She swept her light across the ground around her, looking for anything that might indicate a human had been there. Boot prints. Litter. Anything that hadn’t been made by the Almighty and worn down by the weather. But she only saw a bit of scat and a few paw prints hinting at the presence of an island fox. Slowly, she fanned her light outward, scanning in concentric rings around the center of the GPS coordinates.

“Tiffany, anything yet?” Chief Romero called over the radio.

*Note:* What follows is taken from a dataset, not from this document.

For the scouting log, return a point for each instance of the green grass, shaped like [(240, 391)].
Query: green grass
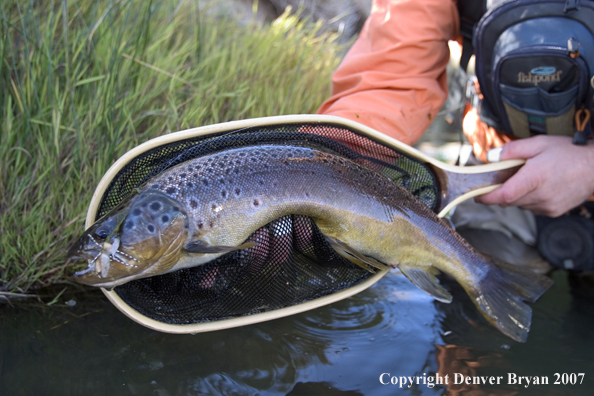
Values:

“Negative, Chief. The first two locations were a bust. No evidence of human presence at either.”

“You’re at number three?”

She looked at the notepad again, confirming she had indeed trekked to the right spot. “Yeah, not much here either. I’m…”

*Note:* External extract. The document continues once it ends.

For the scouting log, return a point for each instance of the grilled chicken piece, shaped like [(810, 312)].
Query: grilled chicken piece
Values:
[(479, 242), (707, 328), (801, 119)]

She stopped when her flashlight illuminated a bush that looked… odd.

“You broke up,” the Blacktip chief said.

“Hold on,” Tiffany replied, carefully making her way up the steep slope to get a closer look at what had caught her attention. At a distance, she saw what looked like splintered light-colored sapwood, as if a thick branch had been ripped from a tree and tossed aside. She shone her light on the ground and placed her feet carefully, then lifted the beam back to the clump of irregular brush to make sure she was on the right track.

“Do you see something?” Chief Romero asked.

She stopped halfway to her destination and brought the radio to her mouth. “Give me a second.”

Click. Click.

The chief had finally gotten the hint and remained quiet while she took her time traversing the uneven terrain. As she drew closer, she felt an uneasy feeling wash over her and squeeze her stomach in a viselike grip. Under her flashlight’s weak beam, she saw a disheveled clump of blond hair tinged red, and she quickly turned her head and dry-heaved on the ground at her feet. She spat thick strings of sour saliva while trying to force the image from her mind and regain her composure. Slowly, she turned back to the gruesome scene and scanned the area around the bush.

Boot print. Drag marks. Loose leaves. Broken branches.

As her analytical side supplanted the emotional, she moved around the shrub while piecing together what might have happened. One thing was for certain, though. This woman…

Carrie. Her name was Carrie.

…had been moved there, and the branches had been placed on top of her body to hide it from view.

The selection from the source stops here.